Quinoa (pronounced “keen-wah”)
The Incans ate quinoa as their staple food and considered it to be sacred and call it the “mother seed.” It was made illegal for Native Americans to grow when the Spanish conquistadors came into the picture and was rediscovered by Americans and started being grown in Colorado in the 1980’s.
Quinoa is an often overlooked protein powerhouse. It has more protein than rice, millet, or wheat. A single cup of cooked quinoa contains 8.14g of protein. It is also a great source of iron (15% of RDI- Recommended Daily Intake- in 1 cup), fiber (5g per cup), potassium, magnesium (118mg per cooked cup), and many other nutrients. Quinoa also consists of riboflavin, a vitamin that helps to reduce the frequency of attacks in migraine sufferers by improving the energy metabolism within the brain and muscle cells. Quinoa is also a low-calorie food (172 calories per 1/4 cup dry) and gluten-free! Though it is a carbohydrate, it has a low glycemic index- great for people with diabetes and also helps in weight management. And last but not least, it only takes 10-15 minutes to cook! (great for bringing on the trail/camping!)
How to add quinoa into your diet: Quinoa is extremely versatile and can be placed in most any dish, as it provides texture but not a very strong taste. It can easily be used as a rice replacement or added into salads, smoothies, cookies, breakfast “oat”meal, or “granola” bars. It can even be popped like popcorn. *Make sure to rinse quinoa before cooking, as it is coated with a toxic chemical called saponin, which is actually used as detergent in South America for washing clothes.

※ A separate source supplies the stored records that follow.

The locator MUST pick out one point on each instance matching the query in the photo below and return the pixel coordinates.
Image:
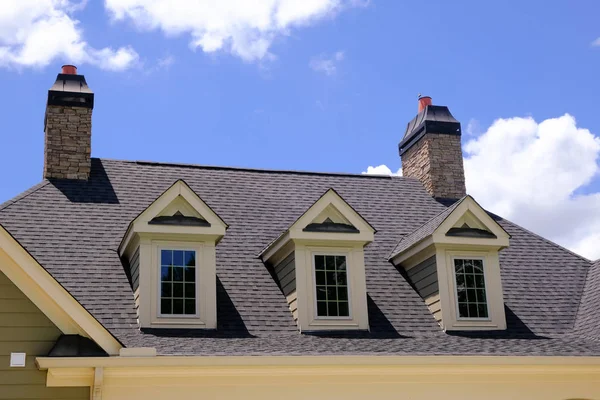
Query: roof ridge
(249, 169)
(23, 194)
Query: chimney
(431, 151)
(68, 127)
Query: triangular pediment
(329, 220)
(469, 221)
(178, 211)
(331, 214)
(465, 223)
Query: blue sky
(327, 88)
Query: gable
(46, 293)
(177, 211)
(24, 328)
(468, 223)
(332, 215)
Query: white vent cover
(17, 359)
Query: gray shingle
(73, 229)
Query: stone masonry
(436, 160)
(67, 148)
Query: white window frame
(313, 255)
(487, 301)
(159, 314)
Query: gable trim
(69, 316)
(142, 223)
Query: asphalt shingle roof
(74, 228)
(424, 230)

My own personal quinoa salad recipe (in any proportions that sound good to you):
www.sweetonveg.com/2010/07/blueberry-maple-quinoa/ (picture credit)
Everyone knows what wheat is, but few know where it comes from. It comes from these high protein, nutty-tasting nutrient powerhouses! 🙂 Wheat berries are the least processed form of wheat and come in a few forms: hard or soft, winter or spring, and red or white. Wheat berries are full of carbohydrates, dietary fiber, protein and numerous vitamins and minerals (B1, B3, magnesium, phosphorus, copper, manganese, and selenium). 1/2 cup of cooked wheat berries yields 6g of fiber, 1g of fat, 35.5g of carbs and 6.5g of protein. The B-vitamins, fiber, and minerals in wheat berries aid in energy metabolism, blood pressure regulation, creating strong, healthy bones, forming RNA and DNA and connective tissue, digestion, and immune function. The carbohydrates in wheat berries makes these a great source of energy for before and after exercise! These are not, however, a gluten-free food.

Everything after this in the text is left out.